Read Robert Ashley’s piece on the “gross-food movement” next to Joe Yonan’s review of Deborah Madison and Patrick McFarlin’s What We Eat When We Eat Alone:

Ashley on gross food (deep-fried peanut butter, sloppy Joes on doughnut buns, etc.):
“…a particularly specious of food movement has taken root. Its partisans don’t care whether your ingredients are fresh, organic, or locally grown. Really, they’d prefer it if you did your grocery shopping in the freezer section. The movement isn’t about taking your time in the kitchen or cooking from scratch, though its adherents sometimes spend hours on their creations. And if you’re focused on making healthy, balanced meals, free of trans fat, light on meat, and served in modest portions, then you’re definitely not among their ranks.”

Yonan:
“When it comes to solo eating, ‘nothing is predictable,’ Madison says [about Alone]. ‘All the rules get broken. It doesn’t matter how much we know about food, how to cook, what’s good for us, healthy eating, all that kind of stuff we hear about all the time so endlessly. People go into the kitchen and they cook something that doesn’t have anything to do with that, mostly.'”

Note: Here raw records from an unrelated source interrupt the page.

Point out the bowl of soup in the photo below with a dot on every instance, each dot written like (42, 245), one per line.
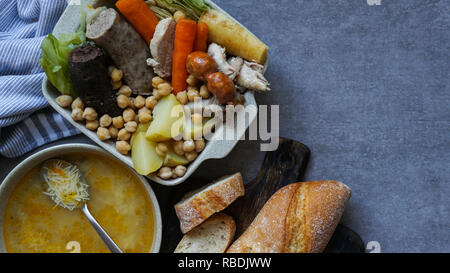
(121, 201)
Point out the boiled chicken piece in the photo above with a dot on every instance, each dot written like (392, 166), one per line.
(236, 63)
(251, 77)
(161, 48)
(218, 54)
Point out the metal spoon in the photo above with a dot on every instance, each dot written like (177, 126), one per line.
(112, 246)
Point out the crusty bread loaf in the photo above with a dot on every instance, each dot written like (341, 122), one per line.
(212, 236)
(299, 218)
(198, 206)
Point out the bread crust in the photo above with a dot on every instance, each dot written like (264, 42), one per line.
(267, 232)
(199, 208)
(299, 218)
(218, 217)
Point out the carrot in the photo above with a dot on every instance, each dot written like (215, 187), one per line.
(183, 46)
(140, 16)
(201, 39)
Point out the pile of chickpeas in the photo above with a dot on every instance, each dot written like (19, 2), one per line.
(138, 110)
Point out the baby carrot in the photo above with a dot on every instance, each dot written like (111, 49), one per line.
(140, 16)
(183, 46)
(201, 41)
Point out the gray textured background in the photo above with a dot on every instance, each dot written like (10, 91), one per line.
(367, 89)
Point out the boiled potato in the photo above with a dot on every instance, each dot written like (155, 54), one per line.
(142, 128)
(144, 156)
(173, 160)
(236, 39)
(167, 121)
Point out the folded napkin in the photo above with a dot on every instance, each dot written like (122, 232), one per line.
(23, 26)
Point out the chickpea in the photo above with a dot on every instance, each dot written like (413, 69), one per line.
(144, 117)
(123, 101)
(103, 134)
(145, 110)
(200, 145)
(110, 69)
(192, 94)
(178, 15)
(64, 101)
(178, 147)
(157, 81)
(77, 114)
(180, 171)
(113, 131)
(197, 118)
(118, 122)
(125, 90)
(191, 156)
(165, 173)
(156, 94)
(116, 85)
(151, 102)
(92, 125)
(105, 121)
(116, 75)
(189, 146)
(123, 135)
(139, 102)
(132, 100)
(164, 89)
(204, 92)
(77, 104)
(123, 147)
(90, 114)
(129, 115)
(162, 149)
(182, 97)
(192, 81)
(240, 100)
(131, 126)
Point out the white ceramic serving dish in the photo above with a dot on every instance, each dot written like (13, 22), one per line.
(216, 148)
(16, 175)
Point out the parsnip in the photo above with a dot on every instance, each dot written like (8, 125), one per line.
(235, 38)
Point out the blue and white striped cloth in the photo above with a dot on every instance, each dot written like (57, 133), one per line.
(23, 26)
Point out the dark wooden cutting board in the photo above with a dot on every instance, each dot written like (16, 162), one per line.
(284, 166)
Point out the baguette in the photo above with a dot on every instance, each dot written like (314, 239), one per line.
(212, 236)
(299, 218)
(198, 206)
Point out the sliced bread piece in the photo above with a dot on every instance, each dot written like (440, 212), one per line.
(212, 236)
(199, 205)
(299, 218)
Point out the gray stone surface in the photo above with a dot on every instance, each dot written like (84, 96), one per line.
(367, 89)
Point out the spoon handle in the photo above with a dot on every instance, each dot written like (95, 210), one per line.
(100, 231)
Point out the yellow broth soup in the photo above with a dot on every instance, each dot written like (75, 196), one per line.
(119, 202)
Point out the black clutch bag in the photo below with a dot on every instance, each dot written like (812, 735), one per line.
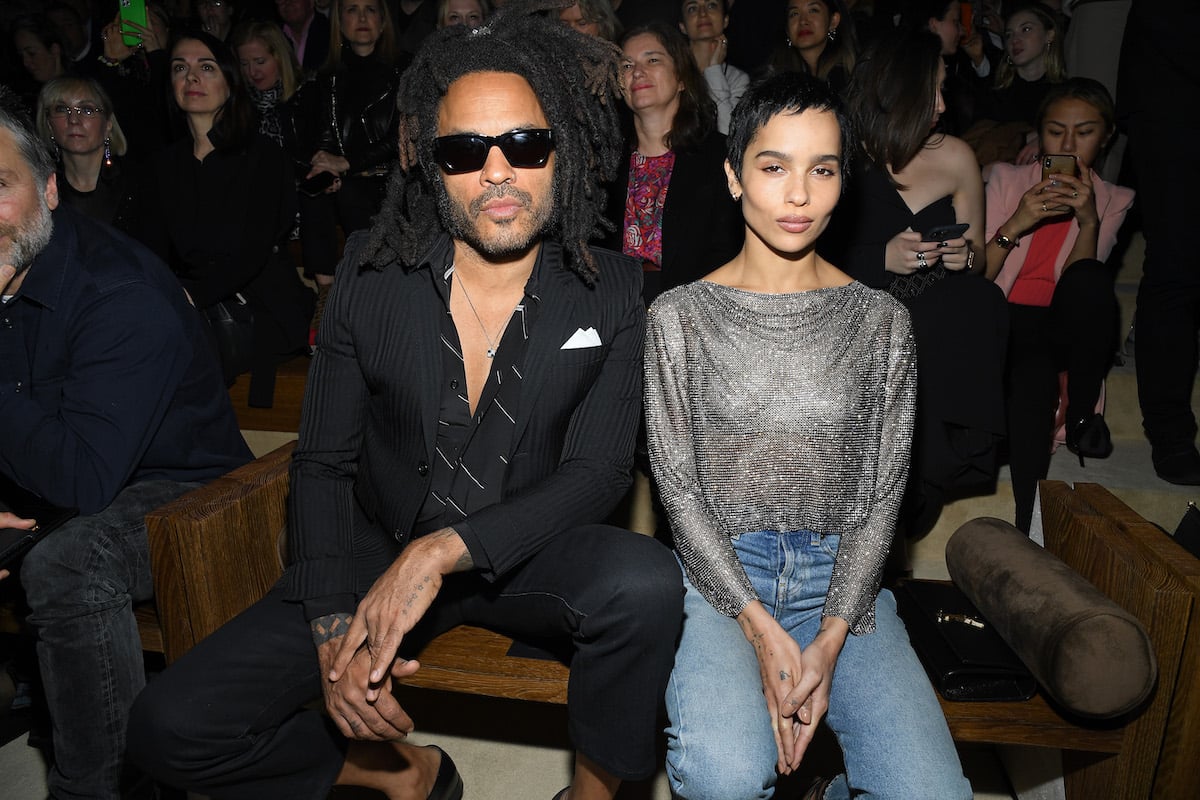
(964, 655)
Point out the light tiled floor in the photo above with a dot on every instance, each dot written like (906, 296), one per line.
(510, 751)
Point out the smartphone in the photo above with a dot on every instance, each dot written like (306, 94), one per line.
(317, 184)
(1059, 166)
(133, 11)
(945, 233)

As technology (the www, Facebook, Twitter, etc.) tears down walls between the public and the private, is it so…I don’t know…OUT THERE to think that we are all becoming gustatory exhibitionists ready, willing, and able to flaunt our disgusting food fetishes for all and sundry to see and share? Has the “gross food movement” (Ashley coined the phrase) uses a paradoxically foodie “anti-foodie” aesthetic to cast a permeable veneer of respectability around the savage public display of our unquenchable private desire for a dog’s diet high in fat and sugar? If not, why are the “solo” foods Yonan cites (including “saltines crumbled in milk” and “leftover spaghetti-sandwiches”) so…well…gross? Isn’t anyone secretly eating steamed brussels sprouts and broccoli? Just as pornography both satiates the filthiest private sexual fetishes and stimulates the desire to act out/share them with others in the name of “liberation,” don’t disgusting “alone” meals both satiate instinctual appetites and stimulate the desire make them respectable in a Gourmet article about a “gross food movement?” Ashley and Yonan, working alone but moving ever closer, seem to indicate that the Panopticon of Michel Foucault’s Discipline and Punish – a circular prison in which everything public is private and everything private is public – is becoming realized.

Oh shit – Tenacious D in the Pick of Destiny (2006) is on TNT!